Don’t suppress campus speech
Written by Bryan Burgess|
October 18, 2016
Seeing a recent series of pieces on the censure of conservatives on campus, I just wanted to write to set some things straight, because it seems like we forgot some things.
Freedom of speech, as per Article 19 of the Universal Declaration of Human Rights, is: “Everyone has the right to freedom of opinion and expression; this right includes freedom to hold opinions without interference and to seek, receive and impart information and ideas through any media and regardless of frontiers.” This is, along with right to life, liberty and security of person, possibly the most important right any person possesses. It allows us to think freely and question others. It’s the flow of ideas, exchange and thoughts. It’s the only way we can grow.

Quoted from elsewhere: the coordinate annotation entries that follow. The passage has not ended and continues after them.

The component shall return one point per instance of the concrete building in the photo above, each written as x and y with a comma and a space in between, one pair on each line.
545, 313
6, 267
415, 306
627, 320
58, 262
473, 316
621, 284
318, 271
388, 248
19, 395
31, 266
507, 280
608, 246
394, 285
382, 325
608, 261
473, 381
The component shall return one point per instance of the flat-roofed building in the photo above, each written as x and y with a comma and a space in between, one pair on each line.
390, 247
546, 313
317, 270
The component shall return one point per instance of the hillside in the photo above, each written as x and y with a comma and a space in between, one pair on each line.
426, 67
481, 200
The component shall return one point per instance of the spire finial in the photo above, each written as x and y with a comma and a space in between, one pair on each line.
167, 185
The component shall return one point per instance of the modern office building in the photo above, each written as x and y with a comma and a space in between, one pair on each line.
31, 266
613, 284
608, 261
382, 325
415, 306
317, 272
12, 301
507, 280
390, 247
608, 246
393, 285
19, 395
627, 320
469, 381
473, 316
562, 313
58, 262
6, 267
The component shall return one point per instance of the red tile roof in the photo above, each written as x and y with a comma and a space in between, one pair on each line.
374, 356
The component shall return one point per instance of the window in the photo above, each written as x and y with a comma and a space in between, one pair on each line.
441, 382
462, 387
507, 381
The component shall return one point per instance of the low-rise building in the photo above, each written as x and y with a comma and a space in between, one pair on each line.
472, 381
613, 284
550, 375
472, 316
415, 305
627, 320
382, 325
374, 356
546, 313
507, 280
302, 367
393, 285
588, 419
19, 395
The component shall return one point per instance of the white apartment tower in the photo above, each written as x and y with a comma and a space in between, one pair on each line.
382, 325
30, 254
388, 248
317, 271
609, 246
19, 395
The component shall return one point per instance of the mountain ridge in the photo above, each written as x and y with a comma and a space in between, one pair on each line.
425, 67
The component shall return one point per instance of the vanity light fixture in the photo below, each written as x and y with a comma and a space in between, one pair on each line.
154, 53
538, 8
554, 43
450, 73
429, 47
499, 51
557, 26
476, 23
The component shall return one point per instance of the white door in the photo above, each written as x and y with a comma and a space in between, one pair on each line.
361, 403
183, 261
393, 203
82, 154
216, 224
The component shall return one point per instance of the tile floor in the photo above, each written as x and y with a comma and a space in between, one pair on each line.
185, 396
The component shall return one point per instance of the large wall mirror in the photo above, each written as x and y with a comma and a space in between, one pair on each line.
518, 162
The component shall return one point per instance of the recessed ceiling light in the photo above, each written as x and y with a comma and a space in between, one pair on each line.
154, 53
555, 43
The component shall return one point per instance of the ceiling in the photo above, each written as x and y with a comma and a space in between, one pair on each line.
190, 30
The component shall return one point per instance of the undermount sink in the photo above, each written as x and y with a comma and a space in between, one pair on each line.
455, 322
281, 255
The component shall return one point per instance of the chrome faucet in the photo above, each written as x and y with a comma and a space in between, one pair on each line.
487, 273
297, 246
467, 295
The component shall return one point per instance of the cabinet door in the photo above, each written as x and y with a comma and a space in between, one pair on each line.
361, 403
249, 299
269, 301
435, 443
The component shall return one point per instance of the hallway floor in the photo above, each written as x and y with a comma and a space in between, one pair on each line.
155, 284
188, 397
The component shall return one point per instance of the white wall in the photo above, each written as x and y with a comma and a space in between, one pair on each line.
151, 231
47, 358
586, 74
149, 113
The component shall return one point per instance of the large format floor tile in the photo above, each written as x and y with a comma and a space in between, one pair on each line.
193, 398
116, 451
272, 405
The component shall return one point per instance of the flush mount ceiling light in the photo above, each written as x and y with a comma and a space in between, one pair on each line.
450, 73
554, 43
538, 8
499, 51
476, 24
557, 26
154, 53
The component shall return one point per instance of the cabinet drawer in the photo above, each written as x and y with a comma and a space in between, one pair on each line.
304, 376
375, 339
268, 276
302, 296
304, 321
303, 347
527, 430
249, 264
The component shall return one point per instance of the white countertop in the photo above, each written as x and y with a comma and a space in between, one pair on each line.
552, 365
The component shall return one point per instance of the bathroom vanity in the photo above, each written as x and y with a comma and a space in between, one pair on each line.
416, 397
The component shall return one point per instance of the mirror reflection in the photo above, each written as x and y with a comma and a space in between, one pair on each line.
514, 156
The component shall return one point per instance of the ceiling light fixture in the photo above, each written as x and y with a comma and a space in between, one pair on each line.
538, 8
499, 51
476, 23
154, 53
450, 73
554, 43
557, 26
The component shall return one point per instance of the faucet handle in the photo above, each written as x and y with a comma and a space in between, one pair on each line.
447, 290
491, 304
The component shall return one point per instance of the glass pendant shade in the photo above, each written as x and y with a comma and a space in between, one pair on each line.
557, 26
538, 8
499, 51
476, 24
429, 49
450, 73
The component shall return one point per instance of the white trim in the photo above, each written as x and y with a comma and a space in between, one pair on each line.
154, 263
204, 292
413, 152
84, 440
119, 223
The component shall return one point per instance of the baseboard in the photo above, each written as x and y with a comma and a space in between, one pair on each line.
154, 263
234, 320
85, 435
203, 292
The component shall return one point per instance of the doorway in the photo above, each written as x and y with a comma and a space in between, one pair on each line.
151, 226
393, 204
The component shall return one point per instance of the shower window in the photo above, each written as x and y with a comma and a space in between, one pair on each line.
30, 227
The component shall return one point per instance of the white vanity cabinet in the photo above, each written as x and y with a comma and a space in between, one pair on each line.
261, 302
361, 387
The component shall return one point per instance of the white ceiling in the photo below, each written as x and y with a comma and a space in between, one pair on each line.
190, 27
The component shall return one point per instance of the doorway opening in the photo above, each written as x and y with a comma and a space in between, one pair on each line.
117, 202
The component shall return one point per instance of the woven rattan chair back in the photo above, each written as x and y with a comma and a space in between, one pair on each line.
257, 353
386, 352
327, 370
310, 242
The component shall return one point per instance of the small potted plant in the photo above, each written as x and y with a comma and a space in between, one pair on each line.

But, in response to Noah Peterson’s claim in “Ending Stereotypes” that “College is a time when people should feel comfortable sharing their views and supporting them without judgment,” no, it really is not. Countering and interrogating the views people express, especially when you disagree with them, is the point of college. Freedom of speech means you cannot be fined or imprisoned for the things you say or the opinions you hold, it does not mean that I have to agree with you or support what you are saying. I do not even have to listen to what you are saying. Expecting me to listen or expecting an organization to give you a platform to speak from is imposing limits on them; the College of William and Mary not inviting David Duke to come speak would not be limiting David Duke’s freedom of speech, it would be the College recognizing that we are not interested in being a vehicle for his racism and hate.
Countering and interrogating the views people express, especially when you disagree with them, is the point of college.
Another thing: There seems to be a lot of concern over personal attacks. Calling someone who peddles bigoted speech a bigot is meeting words precisely as they should be met, with words. This does not mean that the person is devoid of worth as a human, or that threatening violence upon them is justified. But it does match cause and effect — oppressive actions do not just come out of the ether; someone is behind them. Similarly, assuming that because I am a white dude, whatever will come out of my mouth is oppressive would be false. But, the understanding that many of the experiences that inform my worldview and the privileges I get to enjoy in writing this come as a result of systems that continue to oppress others for who they are is an important prerequisite that I should be held responsible for knowing. It is not unjust to point this out if and when it informs oversights or prejudice. For instance, I know that I did a terrible job in this piece of speaking to/about identity politics and the mechanics of oppression, but I hope that means that someone will critique me and add to this discussion.
There is a difference between attacking individuals because of who they are and because of what they say or do. Attacking people for who they are is bigotry; it is how people have oppressed people of color, women, trans people, queer folks and many, many more. This is different [than attacking someone for what they choose to believe and write about on the internet]. And I get it, it is difficult to parse these out when our identities are tied up in political allegiances. But, you cannot change the way you were born, but you can change your opinions. (Is that not why the crux of the point that we have open minds and hear different arguments?) I can judge you negatively because of your words and actions. These words or actions can make you a bad person. But you were not born a bad person, you got here by your own choice.
There is a difference between attacking individuals because of who they are and because of what they say or do.
You act in a way consistent with your worldview, I get it, but if your worldview is based upon a fundamental inequality of human beings, I am going to have to take you to task for it. People condemning you for being prejudiced is not un-American. The Senate condemned Joseph McCarthy, and that was maybe the most American decision ever taken. Campus could just as easily condemn liberal voices, and it would not be a freedom-of-speech issue. Openness to ideas, my listening to your ideas, again, is not the same thing as freedom of speech, and it is sheer laziness to exaggerate unwillingness to be open to conservative ideas (which can be critiqued in its own right) to the point of calling it “censorship.”
Ultimately, opinion writers, freedom of speech is an exercise in having an ounce of self-criticism and a pound of self-awareness. I have a lot of unsavory opinions, for instance that Father John Misty is a hack, and I will never be able to care about Tame Impala, but the difference is that I have the self-awareness to not feel the need to take all those ideas to the internet. And when I do say them, especially on a college campus, I know that there will be blowback. Freedom of speech is hard: It demands that you back up your arguments and for you to be willing to face the blowback when it happens.